Y Xu1,3, Q Chen2,3, W Li2, X Su1,2, T Chen1, Y Liu1, Y Zhao1 and C Yu1

1Key Laboratory of Ministry of Education for Cell Biology and Tumor Cell Engineering, School of Life Sciences, Xiamen University, Xiamen, Fujian, China

2The First Affiliated Hospital of Xiamen University, Xiamen, Fujian, China

Correspondence: Dr C Yu, Key Laboratory of Ministry of Education for Cell Biology and Tumor Cell Engineering, School of Life Sciences, Xiamen University, Xiamen, Fujian 361005, China. E-mail: cdyu@xmu.edu.cn

3These authors contributed equally to this work.

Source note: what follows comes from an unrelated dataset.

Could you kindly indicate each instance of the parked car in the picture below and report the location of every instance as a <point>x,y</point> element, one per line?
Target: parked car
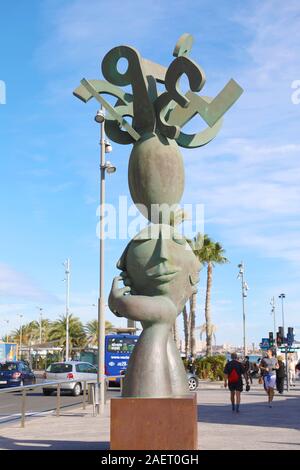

Received 21 September 2009; Revised 1 February 2010; Accepted 18 February 2010; Published online 22 March 2010.

【Abstract】

Amplified in breast cancer 1 (AIB1) is a transcriptional coactivator for nuclear receptors and other transcription factors. AIB1 has an important role in malignancy of several cancers such as breast and prostate cancers. However, its involvement in human hepatocellular carcinoma (HCC) progression remains unclear. Here, we found that AIB1 protein was overexpressed in 23 of 34 human HCC specimens (68%). Down-regulation of AIB1 reduced HCC cell proliferation, migration, invasion, colony formation ability and tumorigenic potential in nude mice. These phenotypic changes caused by AIB1 knockdown correlated with increased expression of the cell cycle inhibitor p21Cip1/Waf1 and decreased Akt activation and the expression of proliferating cell nuclear antigen (PCNA) and matrix metallopeptidase MMP-9. In agreement with these findings, clinical AIB1-positive HCC expressed higher levels of PCNA than AIB1-negative HCC. A positive correlation was established between the levels of AIB1 protein and PCNA protein in HCC, suggesting that AIB1 may contribute to HCC cell proliferation. In addition, MMP-9 expression in AIB1-postive HCC was significantly higher than that in AIB1-negative HCC, suggesting that AIB1-postive HCC may be more invasive. Collectively, our results show that overexpression of AIB1 promotes human HCC progression by enhancing cell proliferation and invasiveness. Therefore, AIB1 is a master regulator of human HCC growth and might be a useful molecular target for HCC prognosis and treatment.